The Australian Catholic Bishops Conference has called for an increase of the minimum wage from $719.20 per week to $760, lifting the minimum wage to $20 an hour. It also called for award wages to be increased by $31 per week and 3.7 per cent for wages above $837.40 per week.
Mr Joe Zabar, deputy CEO of Catholic Social Services Australia, has also urged both major political parties to revisit the Howard-era Family Tax Benefits to support family incomes and restore cuts to the FTB. Despite businesses making very handsome profits in recent years, wage levels remain depressed, single-income families especially are struggling, and more than 700,000 dependent children are still living in poverty.

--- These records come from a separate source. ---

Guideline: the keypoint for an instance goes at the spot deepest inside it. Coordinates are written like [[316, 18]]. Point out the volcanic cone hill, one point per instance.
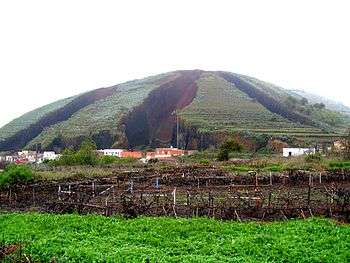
[[208, 106]]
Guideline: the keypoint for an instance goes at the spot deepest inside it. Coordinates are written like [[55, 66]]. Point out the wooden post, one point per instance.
[[237, 216], [10, 196], [309, 195], [174, 196], [33, 195], [174, 202], [270, 178], [59, 192]]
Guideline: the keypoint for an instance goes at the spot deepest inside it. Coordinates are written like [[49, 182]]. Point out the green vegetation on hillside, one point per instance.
[[14, 174], [74, 238], [220, 106], [103, 115], [31, 117]]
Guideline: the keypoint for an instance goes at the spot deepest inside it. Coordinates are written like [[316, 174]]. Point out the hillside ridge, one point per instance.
[[145, 112]]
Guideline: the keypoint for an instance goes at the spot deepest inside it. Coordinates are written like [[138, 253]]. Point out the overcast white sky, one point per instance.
[[54, 49]]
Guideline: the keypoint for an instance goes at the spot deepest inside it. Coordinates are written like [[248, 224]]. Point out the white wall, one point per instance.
[[287, 152]]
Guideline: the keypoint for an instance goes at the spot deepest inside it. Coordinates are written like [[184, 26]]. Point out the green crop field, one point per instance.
[[92, 238]]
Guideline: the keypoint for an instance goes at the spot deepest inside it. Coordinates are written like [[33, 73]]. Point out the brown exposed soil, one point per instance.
[[190, 191], [153, 122]]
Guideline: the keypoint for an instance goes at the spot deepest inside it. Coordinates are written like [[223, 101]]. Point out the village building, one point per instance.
[[111, 152], [163, 153], [50, 155], [339, 146], [294, 152], [132, 154]]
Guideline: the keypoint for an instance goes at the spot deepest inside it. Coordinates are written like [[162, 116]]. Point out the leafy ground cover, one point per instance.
[[74, 238]]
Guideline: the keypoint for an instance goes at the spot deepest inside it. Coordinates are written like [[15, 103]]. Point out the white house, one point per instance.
[[50, 156], [289, 152], [112, 152], [10, 158]]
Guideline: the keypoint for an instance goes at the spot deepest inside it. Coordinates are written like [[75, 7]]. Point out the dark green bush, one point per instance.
[[14, 174]]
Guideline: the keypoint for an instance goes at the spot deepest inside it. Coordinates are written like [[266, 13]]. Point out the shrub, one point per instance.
[[14, 174], [108, 159], [313, 158]]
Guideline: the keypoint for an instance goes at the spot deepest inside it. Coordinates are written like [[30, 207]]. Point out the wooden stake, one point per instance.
[[270, 178], [237, 216]]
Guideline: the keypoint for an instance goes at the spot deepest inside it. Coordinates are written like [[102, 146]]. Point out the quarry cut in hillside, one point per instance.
[[153, 122], [209, 106]]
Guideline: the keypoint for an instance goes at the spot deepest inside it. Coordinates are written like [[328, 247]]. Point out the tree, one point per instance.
[[227, 147]]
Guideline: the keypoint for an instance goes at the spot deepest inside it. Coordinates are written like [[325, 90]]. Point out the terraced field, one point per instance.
[[142, 113], [220, 106], [103, 115]]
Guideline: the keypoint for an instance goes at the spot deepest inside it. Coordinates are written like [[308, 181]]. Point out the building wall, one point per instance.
[[288, 152], [131, 154]]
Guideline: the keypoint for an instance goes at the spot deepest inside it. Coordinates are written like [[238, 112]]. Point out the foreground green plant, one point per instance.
[[74, 238], [14, 174]]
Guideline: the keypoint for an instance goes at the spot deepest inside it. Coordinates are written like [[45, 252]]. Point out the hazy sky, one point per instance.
[[54, 49]]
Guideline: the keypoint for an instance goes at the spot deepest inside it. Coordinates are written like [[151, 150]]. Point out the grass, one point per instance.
[[92, 238], [220, 106], [30, 118], [103, 115]]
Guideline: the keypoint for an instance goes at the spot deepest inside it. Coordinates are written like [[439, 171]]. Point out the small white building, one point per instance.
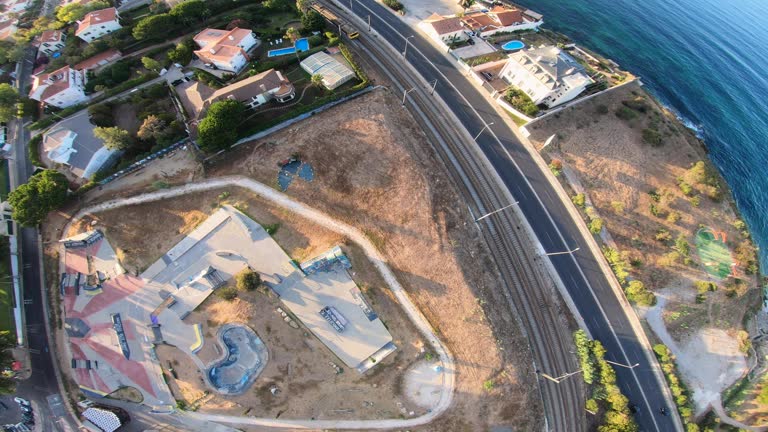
[[61, 88], [97, 24], [52, 41], [547, 75], [225, 49], [501, 19], [444, 30], [334, 73]]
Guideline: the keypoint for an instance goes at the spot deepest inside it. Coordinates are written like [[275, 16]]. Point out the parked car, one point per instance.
[[22, 401]]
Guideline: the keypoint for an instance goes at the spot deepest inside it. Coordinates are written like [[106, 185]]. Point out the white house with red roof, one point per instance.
[[501, 19], [444, 30], [52, 41], [97, 24], [225, 49], [61, 88]]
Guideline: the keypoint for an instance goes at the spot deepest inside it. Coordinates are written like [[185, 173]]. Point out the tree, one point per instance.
[[248, 280], [101, 115], [9, 97], [74, 11], [317, 80], [292, 34], [114, 138], [153, 128], [151, 64], [32, 201], [218, 130], [312, 21], [190, 11], [154, 27], [303, 5], [182, 54]]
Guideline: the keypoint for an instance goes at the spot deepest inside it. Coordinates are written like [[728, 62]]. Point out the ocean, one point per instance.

In addition, there were nearly 300,000 sole parents living in homes in or near poverty. The Australian Catholic Council for Employment Relations in its Living Wage Claim and Submission to the Fair Work Commission on 13 March 2018 urged the FWC to abandon its policy of awarding a uniform percentage increase to all minimum wage rates, and provide greater increases to the National Minimum Wage to lift many more people out of poverty. It said that the minimum wage had fallen from over 60% of median wages to less than 54%. Had the relativity been maintained, many more families would have a decent standard of living.